İsrail medyası iki videoyu yayınlamadı
İsrail medyası her zamanki gibi, Hamas’ın yürüttüğü psikolojik savaşı desteklemek istemediğini gerekçe göstererek otosansür nedeniyle bu iki videoyu yayınlamadı. Ancak iki video da yabancı medyanın yanı sıra sosyal ağlara sızdı. Bu durum, kurbanların aileleri arasında öfkeye ve rehinelerin hayatlarıyla ilgili büyük endişelere neden oldu. Ancak Hamas’ın iddiasını sorgulamaya başlayan İsrail Ordu Sözcüsü, pazartesi günü yaptığı açıklamada, iki rehinenin akıbetiyle ilgili ciddi endişelerin bulunduğunu, ancak hareketin iddialarının aksine her ikisinin de İsrail ateşiyle öldürülmediğini söyledi. Sözcü Hagari, Hamas’ın son video kaydında yer alan rehinelerden birinin Itay Svirsky olduğunu belirtti. Ancak ailesinin isteği üzerine ikinci şahsın ismi veya diğer detaylara değinmedi. Hagari, “Güçlerimiz Itay’e ateş açmadı. Bu Hamas’ın yalanıdır. Tutuldukları bina hedef olmamıştır ve güçlerimiz tarafından saldırı düzenlenmemiştir” dedi. Yakın bölgelerin hedef alındığını belirten Hagari, “İçinde rehine olduğunu bildiğimiz bir yere saldırmayız” diye konuştu.

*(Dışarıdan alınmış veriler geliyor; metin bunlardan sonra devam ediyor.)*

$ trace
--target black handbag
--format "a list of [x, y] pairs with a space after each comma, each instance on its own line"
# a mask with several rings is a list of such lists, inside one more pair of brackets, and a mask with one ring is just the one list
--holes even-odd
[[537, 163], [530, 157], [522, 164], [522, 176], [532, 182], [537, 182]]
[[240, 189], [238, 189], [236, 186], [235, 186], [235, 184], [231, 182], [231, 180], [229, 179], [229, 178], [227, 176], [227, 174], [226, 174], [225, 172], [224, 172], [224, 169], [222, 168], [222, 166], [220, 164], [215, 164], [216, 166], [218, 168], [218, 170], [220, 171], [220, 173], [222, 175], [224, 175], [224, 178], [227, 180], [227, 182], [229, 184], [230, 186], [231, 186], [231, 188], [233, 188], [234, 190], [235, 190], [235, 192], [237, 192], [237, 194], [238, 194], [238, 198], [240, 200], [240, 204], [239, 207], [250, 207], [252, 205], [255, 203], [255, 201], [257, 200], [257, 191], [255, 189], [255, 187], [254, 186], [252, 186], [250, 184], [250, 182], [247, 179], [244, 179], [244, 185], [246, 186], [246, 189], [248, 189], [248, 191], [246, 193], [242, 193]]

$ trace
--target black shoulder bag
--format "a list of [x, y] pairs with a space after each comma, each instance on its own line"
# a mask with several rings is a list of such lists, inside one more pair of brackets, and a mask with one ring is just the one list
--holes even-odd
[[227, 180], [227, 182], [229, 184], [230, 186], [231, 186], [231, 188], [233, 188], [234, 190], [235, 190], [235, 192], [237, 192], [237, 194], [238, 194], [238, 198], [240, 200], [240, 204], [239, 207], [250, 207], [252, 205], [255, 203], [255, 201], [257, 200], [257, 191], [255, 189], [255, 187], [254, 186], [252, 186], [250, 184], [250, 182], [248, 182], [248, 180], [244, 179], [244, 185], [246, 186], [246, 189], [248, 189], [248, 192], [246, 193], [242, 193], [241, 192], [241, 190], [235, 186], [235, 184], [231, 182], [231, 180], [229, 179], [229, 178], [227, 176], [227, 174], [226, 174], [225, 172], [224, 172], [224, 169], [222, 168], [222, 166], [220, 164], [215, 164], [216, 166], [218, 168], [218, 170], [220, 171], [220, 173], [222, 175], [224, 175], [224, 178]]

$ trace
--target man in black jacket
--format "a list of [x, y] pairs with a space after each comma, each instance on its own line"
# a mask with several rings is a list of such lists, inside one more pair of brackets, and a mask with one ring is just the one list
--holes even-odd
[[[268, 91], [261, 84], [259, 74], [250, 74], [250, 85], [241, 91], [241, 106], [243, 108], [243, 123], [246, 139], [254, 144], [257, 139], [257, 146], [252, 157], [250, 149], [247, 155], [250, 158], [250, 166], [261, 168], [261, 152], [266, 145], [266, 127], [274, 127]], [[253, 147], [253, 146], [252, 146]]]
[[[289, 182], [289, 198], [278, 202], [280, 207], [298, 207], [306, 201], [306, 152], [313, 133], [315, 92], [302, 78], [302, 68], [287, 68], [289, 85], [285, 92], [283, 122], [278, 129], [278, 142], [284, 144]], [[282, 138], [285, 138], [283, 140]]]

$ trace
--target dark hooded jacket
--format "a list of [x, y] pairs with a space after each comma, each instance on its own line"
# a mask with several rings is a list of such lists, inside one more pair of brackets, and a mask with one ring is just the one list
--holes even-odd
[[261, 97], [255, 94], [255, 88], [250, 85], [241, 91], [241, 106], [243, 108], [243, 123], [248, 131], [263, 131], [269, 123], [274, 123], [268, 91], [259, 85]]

Gallant, Hamas’ı “psikolojik saldırılar” düzenlemekle suçladı
İsrail Savunma Bakanı Yoav Gallant, Hamas’ın Gazze’deki İsrailli rehinelerin akıbetine ilişkin “psikolojik saldırılar” gerçekleştirdiğini söyledi. Gallant, düzenlediği basın toplantısında, ordunun rehinelerin ailelerine yardım sağladığını ve onları bu meseledeki gelişmeler hakkında bilgilendirdiğini kaydetti. Gallant, Hamas’ın İsrail ordusundan “güçlü bir darbe aldığını” vurgulayarak, “Elinde geriye rehinelerin aile üyelerine psikolojik saldırılarda bulunarak İsrail toplumunun hassas sinirlerine dokunmak kaldı” dedi. Rehineleri serbest bırakmanın tek yolunun Hamas’a ekstra “askeri baskı” uygulayarak savaşmak olacağını vurgulayan Gallant, “Askeri baskı olmadan kimse bizimle konuşmaz. Askeri baskı olmadan hiçbir anlaşmaya varmayı başaramayız” dedi.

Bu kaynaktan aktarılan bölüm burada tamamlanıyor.